The scenario traces back to the 1984 NBA Draft, one of the most talent-rich drafts ever. Houston already held the No. 1 pick and selected Olajuwon. Portland, holding the No. 2 pick, allegedly explored a deal that would have sent Clyde Drexler and that second pick to Houston in exchange for Ralph Sampson. Had the Rockets pulled the trigger, they would have owned the first two picks in the draft and likely selected Michael Jordan with No. 2.
That trio would not have been theoretical chemistry. Olajuwon and Drexler already had history from their Phi Slama Jama days at Houston, where they terrorized college basketball with speed, power, and flair. Add Jordan to that mix, and the league may never have recovered.
Durant’s ’10 to 12 championships’ comment sounds outrageous until you break it down. Jordan alone won six titles in eight seasons with the Chicago Bulls. Olajuwon captured two championships in the mid-1990s, both while Jordan was briefly out of the league.

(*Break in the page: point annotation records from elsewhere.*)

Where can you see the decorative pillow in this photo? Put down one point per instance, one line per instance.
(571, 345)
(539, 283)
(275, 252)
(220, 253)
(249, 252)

Drexler, often overshadowed historically, was a perennial Finals-caliber player who finally broke through with Houston in 1995.
From 1990 to 1998, every NBA Finals featured at least one of those three players. From 1991 to 1998, every champion had either Jordan or Olajuwon. Put all three on the same roster, in their primes, under one system, and the competitive balance of the league likely disappears.
The fit would have been absurd. Olajuwon was anchoring the defense as the most versatile two-way center of his era. Jordan as the relentless perimeter scorer and elite defender. Drexler as the secondary creator, slasher, and transition nightmare. There are no defensive weaknesses to exploit, no offensive gaps to hide.
Durant’s comment also carried extra weight because it came during the same conversation in which Olajuwon named Shaquille O’Neal, Patrick Ewing, and David Robinson as the toughest defenders he ever faced. Even among legends, Olajuwon spoke with the authority of someone who had truly seen it all.
That Houston hesitation altered everything. Jordan goes to Chicago, Olajuwon becomes the Rockets’ lone pillar, and Drexler spends most of his prime battling Jordan’s Bulls with the Blazers. The league gets dynasties instead of one unstoppable superpower.